Further Punishements

by passwordprotected 103 Replies latest jw experiences

  • DaCheech
    DaCheech

    so reniaa, let me guess what you mean....

    if my catholic brother asks me to babysit his kids, because he wants to go see the pope. I should chastise my brother and tell him to find a catholic babysitter?

    how ridiculous is your drivel?

    do you have kids?

  • slimboyfat
    slimboyfat

    Mark that wasn't a very reasonable thing your parents did. But then the Jehovah's Witness religion is not reasonable. As long as we interact with Witnesses we can expect this sort of thing. People can be reasonable or they can be good Jehovah's Witnesses: they can't be both. If they are made to choose between being reasonable or being good Jehovah's Witnesses we know we are inevitably not going to like the answer. You can judge better than anyone else whether your parents responded like this because they really believe it would harm their relationship with Jehovah or whether there was an element of spite against you. If they acted that way purely because they did not want to displease Jehovah then I would be inclined to give them a break. If that is what they genuinely believe then they are as much victims in this situation as you are, and to be pitied rather than despised. Another question is are you prepared to make allowances for your parents acting unreasonably because of their religion? Maybe sometimes proving yourself to be in the right can be a poor substitute for letting yourself be wronged.

  • mraimondi
    mraimondi

    the reason they are angry is because you are going to a religious event... and you hid it from them...

  • DaCheech
    DaCheech

    when a JW is approached by the elders and given an ultimatum. they will choose the elders over YOU.

    sometimes it backfires. Remember the video on the whole congregation from Sicily, ITaly that broke off becoming "apostates".

    it started over a mother being told to shun her apostate son.... well, we know where it led too!

    http://www.jehovahs-witness.net/jw/friends/174177/1/WHOLE-CONGREGATION-LEAVES-Please-translate-ITALIAN

  • Finally-Free
    Finally-Free
    the reason they are angry is because you are going to a religious event... and you hid it from them...

    So what? He alone has the right to decide if it's any of their business or not.
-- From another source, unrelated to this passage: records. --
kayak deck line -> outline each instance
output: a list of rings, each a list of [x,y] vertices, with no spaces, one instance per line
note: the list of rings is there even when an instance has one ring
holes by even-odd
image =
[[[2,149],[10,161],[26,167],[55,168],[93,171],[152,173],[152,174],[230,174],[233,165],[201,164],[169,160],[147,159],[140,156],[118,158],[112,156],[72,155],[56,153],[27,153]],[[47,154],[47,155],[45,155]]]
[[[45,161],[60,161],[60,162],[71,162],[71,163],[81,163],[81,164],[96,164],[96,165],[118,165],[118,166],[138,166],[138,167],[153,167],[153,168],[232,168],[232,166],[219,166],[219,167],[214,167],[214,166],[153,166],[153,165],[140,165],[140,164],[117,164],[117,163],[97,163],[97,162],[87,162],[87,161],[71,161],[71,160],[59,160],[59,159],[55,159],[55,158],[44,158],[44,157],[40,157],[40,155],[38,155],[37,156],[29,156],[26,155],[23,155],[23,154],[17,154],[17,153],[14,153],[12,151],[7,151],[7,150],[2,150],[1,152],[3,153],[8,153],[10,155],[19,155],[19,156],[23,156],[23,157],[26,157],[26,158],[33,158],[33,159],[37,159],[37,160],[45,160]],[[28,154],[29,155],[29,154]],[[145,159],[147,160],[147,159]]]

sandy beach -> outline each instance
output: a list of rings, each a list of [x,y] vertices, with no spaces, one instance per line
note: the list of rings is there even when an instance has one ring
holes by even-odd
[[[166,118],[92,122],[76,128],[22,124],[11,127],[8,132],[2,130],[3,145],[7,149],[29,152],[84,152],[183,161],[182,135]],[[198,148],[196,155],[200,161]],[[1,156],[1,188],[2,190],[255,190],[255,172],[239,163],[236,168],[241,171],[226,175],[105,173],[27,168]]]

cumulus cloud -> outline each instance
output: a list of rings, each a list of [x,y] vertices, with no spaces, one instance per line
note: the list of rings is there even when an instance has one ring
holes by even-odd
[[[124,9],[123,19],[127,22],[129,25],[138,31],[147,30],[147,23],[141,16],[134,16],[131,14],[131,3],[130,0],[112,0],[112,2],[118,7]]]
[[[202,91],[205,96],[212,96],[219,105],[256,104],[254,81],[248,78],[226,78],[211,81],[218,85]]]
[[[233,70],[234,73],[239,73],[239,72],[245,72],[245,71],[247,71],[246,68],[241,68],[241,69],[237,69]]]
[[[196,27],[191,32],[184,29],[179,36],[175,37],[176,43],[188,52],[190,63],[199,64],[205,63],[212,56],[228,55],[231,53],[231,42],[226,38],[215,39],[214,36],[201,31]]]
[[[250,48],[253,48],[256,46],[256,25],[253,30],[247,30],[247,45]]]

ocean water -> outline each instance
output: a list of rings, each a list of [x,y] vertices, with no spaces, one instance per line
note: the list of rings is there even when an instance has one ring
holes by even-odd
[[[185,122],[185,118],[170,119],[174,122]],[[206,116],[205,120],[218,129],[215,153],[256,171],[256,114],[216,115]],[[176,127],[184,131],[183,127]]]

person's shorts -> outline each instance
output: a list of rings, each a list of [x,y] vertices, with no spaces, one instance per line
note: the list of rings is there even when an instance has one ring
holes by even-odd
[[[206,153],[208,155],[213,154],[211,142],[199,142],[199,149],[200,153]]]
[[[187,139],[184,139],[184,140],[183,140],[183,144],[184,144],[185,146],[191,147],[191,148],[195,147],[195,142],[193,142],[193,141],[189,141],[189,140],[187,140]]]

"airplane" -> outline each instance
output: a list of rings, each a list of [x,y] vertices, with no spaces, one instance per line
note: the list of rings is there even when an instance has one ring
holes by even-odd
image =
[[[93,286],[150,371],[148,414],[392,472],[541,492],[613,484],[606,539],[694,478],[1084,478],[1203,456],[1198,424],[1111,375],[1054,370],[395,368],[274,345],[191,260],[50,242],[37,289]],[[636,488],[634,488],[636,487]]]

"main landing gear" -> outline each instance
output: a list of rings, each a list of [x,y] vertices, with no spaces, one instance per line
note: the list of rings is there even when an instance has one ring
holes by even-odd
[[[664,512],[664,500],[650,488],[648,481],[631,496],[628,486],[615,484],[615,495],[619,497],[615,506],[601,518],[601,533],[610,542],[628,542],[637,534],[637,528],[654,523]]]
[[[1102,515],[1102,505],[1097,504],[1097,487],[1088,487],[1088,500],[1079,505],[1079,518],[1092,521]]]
    Just because a person doesn't feel the need to explain every move they make to others doesn't mean they're hiding something. It might just mean it's no one's fucking business in the first place.

    W

  • Mickey mouse
    Mickey mouse
    the reason they are angry is because you are going to a religious event... and you hid it from them...

    I think you're getting mixed up with theocratic warfare, that's something JWs practice, not apostates.

  • shamus100
    shamus100

    This just reenforces the view how terrible witness parents are. They demand respect when they disrespect, and it's never about the other party - just themselves.

    Nothing more than selfish pharisees.

    I would never get witnesses to babysit for me, but maybe your parents aren't the nutjobs like Reinna that would probably read bloody fairy-tales of armageddon to them for a goodnight story.

  • caliber
    caliber

    Finally free it's one of those situation were respect for another persons beliefs especially family member would mean more openess and if they find out and decide to refuse, password has no real reason for complaint
    .
    the reason they are angry is because you are going to a religious event... and you hid it from them...
    I think you're getting mixed up with theocratic warfare, that's something JWs practice, not apostates

    In the spirit of discretion need all things be explained ?

    tact: the good judgment and sensitivity needed to avoid embarrassing or upsetting others

    • - freedom to decide: the freedom or authority to judge something or make a decision about it
    • - confidentiality: the ability to keep sensitive information secret
  • Encarta World English Dictionary Sample sentence for the word discretion ..........The english witness lady decide in the spirit of discretion not to tell her witness friends and Elders that she posts on an Anti-witnesss internet site .
  • Finally-Free
    Finally-Free

    Of course, what's good for one should be equally good for the other. If they ever go on an overnighter to a convention you could refuse to house-sit for them on the grounds that they are attending a religious function you don't approve of.

    W

  • passwordprotected
    passwordprotected

    Did I need to, point by point, outline our evening's activities? My request was that they babysit for us on Saturday evening as we were going to a concert. They didn't ask "what concert?" and I didn't tell them. My father saw an item on the nightly news about Praise Gathering and left me a voicemail stating, in a reprimanding voice, that if that's where we were going, they could not consciously babysit.

    They didn't ask if that's where we were going, they stated they wouldn't babysit if it was.

    Now, I could have lied and said, "what? Praise Gathering?! No! Yuck!! Of course not!". But I didn't. I took my son instead.

    Conversely, I could have asked, in the email, for them to babysit while we went to Praise Gathering. If they'd objected, that's fine.

    I'm thinking, "don't ask, don't tell".

    All has ended well, as I've already stated; my son got to go to the concert and he loved it. My wife got to go to the concert this evening. I'm told that the Sunday evening event is the best of the three nights. We were winners on all counts. The only losers were the Jehovah's Witnesses. And yes, that's sad as I know my parents love babysitting our children. But, they made their choice.